The Islamabad accountability court had reserved the case’s verdict and was to announce it on Dec. 23, 2024. However, the decision was delayed to Jan. 6 due to winter vacations. The court delayed the decision for a second time till Jan. 13, drawing criticism from Khan’s Pakistan Tehreek-e-Insaf (PTI) party.
The Al-Qadir Trust case, as it has popularly come to be known, involves a charitable trust set up by Khan and his third wife Bushra Khan in 2018 when he was still in office. Pakistani authorities have accused Khan and Bushra of receiving the land, worth up to 7 billion rupees ($25 million), from property developer Malik Riaz, who was charged in Britain with money laundering.
Authorities accused Khan of getting the land in exchange for a favor to the property developer by using 190 million pounds repatriated by Britain in the money laundering probe to pay fines levied by a court against the developer. Khan’s aides have previously said that the land was donated to the trust for charitable purposes and that neither he nor his wife personally benefited from it. Riaz has also denied any wrongdoing.
“Not beneficiary, not owner, no illegal gratification taken or given, no authority misused, no loss caused and no crime committed — period,” Gohar Ali Khan, the PTI chairman, wrote on social media platform X on Monday.

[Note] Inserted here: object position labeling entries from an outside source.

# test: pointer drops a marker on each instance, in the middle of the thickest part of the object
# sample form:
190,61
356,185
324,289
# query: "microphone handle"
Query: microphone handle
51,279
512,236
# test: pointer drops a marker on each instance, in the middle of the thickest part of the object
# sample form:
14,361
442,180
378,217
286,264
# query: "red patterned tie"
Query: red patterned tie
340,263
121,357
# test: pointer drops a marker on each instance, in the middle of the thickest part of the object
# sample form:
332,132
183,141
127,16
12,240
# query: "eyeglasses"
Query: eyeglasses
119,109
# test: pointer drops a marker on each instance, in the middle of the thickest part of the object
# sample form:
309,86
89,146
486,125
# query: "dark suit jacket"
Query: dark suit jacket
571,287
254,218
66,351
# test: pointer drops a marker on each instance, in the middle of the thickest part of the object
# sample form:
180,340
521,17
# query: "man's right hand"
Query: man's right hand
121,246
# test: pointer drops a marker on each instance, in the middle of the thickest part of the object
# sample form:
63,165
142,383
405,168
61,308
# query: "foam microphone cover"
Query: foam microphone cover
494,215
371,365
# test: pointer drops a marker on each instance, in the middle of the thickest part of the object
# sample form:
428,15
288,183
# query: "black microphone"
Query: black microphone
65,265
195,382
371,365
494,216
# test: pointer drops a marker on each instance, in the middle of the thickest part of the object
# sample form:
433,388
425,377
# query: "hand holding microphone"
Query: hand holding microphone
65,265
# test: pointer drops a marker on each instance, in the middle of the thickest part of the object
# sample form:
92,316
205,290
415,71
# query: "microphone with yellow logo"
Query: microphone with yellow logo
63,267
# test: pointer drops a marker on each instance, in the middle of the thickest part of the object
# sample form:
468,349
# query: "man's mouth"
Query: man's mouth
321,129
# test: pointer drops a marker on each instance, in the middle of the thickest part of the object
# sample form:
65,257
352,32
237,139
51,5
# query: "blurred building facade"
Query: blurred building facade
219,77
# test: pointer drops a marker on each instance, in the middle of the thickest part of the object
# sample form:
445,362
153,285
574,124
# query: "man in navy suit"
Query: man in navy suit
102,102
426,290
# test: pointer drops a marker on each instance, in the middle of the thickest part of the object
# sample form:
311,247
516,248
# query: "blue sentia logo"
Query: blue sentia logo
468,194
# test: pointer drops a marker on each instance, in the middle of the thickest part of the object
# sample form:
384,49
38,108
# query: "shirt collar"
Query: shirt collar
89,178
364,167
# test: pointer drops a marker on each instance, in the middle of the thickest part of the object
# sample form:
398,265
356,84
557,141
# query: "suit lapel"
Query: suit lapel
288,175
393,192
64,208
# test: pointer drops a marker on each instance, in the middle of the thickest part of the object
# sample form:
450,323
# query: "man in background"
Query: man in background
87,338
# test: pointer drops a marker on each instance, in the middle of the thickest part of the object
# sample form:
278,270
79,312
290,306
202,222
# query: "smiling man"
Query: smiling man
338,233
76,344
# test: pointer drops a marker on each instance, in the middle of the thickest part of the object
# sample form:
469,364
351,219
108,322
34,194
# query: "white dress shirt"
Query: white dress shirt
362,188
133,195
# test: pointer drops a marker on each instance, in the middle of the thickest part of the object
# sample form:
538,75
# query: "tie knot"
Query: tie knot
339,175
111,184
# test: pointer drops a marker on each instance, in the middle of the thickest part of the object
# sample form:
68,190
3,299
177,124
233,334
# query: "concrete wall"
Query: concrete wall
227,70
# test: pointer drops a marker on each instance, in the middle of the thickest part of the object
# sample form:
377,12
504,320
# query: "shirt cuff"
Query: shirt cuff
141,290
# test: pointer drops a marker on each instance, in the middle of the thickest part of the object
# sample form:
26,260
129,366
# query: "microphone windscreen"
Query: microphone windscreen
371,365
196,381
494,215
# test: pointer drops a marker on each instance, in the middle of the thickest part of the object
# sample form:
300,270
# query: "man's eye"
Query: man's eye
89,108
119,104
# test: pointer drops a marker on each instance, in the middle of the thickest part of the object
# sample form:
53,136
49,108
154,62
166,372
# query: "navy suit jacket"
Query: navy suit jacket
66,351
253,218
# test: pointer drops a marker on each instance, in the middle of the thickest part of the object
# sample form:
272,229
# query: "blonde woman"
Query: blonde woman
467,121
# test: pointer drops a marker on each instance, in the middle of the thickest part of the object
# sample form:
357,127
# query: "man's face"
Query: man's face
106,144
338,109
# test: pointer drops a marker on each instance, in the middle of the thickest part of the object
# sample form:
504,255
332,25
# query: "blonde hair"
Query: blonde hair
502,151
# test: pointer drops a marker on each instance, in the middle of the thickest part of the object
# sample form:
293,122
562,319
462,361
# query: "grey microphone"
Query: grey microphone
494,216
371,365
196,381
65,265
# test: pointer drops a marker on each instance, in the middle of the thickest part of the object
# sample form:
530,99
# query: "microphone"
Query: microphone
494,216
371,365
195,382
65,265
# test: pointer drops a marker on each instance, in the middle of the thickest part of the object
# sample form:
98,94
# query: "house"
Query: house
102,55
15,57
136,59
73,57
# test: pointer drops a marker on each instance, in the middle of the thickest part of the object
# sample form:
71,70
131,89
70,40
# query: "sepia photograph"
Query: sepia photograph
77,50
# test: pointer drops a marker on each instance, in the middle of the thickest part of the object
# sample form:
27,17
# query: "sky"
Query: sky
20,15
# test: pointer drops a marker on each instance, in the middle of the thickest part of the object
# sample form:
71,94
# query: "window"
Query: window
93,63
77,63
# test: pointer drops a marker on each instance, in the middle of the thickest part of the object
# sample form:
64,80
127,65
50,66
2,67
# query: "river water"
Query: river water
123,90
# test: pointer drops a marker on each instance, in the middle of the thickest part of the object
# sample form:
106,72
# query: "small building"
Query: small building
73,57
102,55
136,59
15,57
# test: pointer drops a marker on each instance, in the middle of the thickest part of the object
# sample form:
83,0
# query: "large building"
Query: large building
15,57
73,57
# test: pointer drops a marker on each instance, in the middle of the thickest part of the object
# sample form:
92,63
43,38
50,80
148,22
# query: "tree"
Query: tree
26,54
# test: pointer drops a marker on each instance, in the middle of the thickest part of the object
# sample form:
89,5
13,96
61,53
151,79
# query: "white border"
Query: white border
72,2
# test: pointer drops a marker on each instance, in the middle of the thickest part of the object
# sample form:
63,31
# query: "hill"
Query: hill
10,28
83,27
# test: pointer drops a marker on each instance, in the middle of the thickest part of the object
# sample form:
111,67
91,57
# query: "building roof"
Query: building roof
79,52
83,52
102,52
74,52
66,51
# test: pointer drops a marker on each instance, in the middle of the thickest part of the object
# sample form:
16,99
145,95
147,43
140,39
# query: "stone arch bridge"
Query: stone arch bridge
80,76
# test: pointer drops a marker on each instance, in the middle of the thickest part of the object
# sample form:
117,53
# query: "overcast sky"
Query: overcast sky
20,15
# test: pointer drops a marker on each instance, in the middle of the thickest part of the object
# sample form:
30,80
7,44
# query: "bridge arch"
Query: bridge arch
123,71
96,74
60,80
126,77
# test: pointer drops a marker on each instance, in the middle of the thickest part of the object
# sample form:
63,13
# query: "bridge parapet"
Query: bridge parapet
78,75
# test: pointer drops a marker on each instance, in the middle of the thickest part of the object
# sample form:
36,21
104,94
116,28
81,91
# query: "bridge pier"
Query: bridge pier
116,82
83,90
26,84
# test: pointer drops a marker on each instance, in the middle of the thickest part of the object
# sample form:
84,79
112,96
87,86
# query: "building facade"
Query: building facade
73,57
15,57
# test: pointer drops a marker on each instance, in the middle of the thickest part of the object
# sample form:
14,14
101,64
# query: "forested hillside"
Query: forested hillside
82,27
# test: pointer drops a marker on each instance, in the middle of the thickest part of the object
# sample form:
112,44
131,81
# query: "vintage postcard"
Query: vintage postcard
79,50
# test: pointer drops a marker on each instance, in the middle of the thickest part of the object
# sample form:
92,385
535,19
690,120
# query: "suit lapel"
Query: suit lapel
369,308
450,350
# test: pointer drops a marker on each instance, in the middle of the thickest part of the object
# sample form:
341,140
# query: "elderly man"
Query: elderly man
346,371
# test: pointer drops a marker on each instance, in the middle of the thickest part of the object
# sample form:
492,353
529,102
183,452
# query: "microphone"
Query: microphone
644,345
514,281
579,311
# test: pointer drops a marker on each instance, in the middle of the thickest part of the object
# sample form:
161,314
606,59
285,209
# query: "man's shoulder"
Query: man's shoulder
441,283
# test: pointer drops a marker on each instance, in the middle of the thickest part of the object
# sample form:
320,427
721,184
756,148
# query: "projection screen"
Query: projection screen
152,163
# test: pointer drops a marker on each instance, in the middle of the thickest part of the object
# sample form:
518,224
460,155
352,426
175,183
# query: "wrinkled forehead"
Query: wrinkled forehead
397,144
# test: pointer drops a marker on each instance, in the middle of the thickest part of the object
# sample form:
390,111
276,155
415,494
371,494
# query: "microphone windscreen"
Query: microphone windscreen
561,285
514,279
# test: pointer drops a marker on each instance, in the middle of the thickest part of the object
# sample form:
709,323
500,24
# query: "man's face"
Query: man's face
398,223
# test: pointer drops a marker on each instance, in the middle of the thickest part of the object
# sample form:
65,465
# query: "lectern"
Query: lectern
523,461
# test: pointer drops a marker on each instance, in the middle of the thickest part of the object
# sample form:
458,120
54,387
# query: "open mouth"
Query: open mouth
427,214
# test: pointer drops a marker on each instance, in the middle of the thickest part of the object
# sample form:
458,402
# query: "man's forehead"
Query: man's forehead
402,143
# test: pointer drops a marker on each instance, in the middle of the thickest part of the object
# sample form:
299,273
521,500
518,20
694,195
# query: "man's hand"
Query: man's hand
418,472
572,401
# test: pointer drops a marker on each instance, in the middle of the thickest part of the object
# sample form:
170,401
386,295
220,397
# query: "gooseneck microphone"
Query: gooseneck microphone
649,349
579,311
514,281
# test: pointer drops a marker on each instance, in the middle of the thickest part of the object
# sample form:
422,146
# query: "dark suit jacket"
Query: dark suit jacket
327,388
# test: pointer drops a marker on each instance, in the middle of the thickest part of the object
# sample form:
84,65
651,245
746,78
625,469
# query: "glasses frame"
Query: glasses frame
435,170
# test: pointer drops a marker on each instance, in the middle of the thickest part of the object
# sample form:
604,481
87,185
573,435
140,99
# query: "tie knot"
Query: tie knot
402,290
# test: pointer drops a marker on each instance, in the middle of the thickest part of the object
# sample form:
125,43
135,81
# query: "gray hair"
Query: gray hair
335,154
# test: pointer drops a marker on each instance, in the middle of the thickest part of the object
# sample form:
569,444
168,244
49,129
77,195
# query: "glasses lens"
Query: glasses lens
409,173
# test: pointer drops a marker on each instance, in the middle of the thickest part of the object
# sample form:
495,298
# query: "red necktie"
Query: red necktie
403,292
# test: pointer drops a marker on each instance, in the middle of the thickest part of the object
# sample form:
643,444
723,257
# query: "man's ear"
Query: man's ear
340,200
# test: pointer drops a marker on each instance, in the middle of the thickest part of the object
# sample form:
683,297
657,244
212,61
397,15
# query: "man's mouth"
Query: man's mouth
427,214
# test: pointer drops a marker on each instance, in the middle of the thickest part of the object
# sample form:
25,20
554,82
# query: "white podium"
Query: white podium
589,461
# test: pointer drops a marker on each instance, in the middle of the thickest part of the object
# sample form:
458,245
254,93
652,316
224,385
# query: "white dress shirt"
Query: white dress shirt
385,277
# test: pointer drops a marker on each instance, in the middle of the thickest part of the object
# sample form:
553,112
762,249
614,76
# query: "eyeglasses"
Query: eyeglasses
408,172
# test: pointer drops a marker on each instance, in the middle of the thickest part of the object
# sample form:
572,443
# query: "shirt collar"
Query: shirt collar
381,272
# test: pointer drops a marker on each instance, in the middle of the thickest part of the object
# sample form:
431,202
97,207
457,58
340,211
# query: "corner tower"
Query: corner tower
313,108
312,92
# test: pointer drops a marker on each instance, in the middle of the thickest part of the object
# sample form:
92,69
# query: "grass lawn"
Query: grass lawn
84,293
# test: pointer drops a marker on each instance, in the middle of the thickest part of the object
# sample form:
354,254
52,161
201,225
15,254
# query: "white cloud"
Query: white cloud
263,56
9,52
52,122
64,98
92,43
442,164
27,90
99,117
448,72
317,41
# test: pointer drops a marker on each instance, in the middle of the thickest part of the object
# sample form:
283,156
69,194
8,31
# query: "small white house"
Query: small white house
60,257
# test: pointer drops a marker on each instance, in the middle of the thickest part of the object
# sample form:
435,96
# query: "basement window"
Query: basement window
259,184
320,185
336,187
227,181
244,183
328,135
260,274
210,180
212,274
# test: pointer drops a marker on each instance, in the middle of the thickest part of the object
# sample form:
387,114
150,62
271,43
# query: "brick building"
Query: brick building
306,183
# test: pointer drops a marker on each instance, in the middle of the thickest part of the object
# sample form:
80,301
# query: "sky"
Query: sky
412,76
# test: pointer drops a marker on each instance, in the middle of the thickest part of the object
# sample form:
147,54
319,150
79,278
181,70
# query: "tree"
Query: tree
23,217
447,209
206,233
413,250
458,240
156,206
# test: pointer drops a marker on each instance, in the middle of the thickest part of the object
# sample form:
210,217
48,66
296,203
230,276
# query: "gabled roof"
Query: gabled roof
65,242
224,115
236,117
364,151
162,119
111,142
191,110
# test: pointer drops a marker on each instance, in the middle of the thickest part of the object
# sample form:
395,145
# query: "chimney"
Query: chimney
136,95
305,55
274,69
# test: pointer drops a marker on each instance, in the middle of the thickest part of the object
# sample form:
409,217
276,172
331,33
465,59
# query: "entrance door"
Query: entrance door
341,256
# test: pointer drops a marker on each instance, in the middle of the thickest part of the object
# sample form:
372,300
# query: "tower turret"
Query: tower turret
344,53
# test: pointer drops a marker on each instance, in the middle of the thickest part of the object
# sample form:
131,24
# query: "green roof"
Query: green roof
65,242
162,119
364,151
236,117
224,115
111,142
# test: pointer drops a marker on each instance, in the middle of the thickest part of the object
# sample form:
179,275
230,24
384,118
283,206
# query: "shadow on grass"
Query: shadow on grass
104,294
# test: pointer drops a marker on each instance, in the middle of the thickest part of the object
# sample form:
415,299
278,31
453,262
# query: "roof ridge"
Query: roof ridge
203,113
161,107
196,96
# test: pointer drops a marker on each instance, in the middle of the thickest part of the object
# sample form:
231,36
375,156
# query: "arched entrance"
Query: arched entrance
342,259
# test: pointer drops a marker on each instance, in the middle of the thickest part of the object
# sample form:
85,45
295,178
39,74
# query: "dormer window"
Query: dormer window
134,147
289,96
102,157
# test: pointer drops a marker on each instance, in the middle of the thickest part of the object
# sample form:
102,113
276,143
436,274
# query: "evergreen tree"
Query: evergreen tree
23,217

Khan’s party last week said the repeated delays in announcing the verdict puts a question mark on the legitimacy of the merits of the trial, alleging that it was conducted based on “phony evidence.”
Khan, who has been in jail since August 2023 in a slew of cases, says the cases against him are politically motivated to keep him and his party away from power. Since his ouster from office, the former prime minister has led a campaign of unprecedented defiance against the country’s powerful military, accusing them of colluding with his rivals to orchestrate his removal.
The military has denied Khan’s allegations and insisted strongly it does not interfere in politics.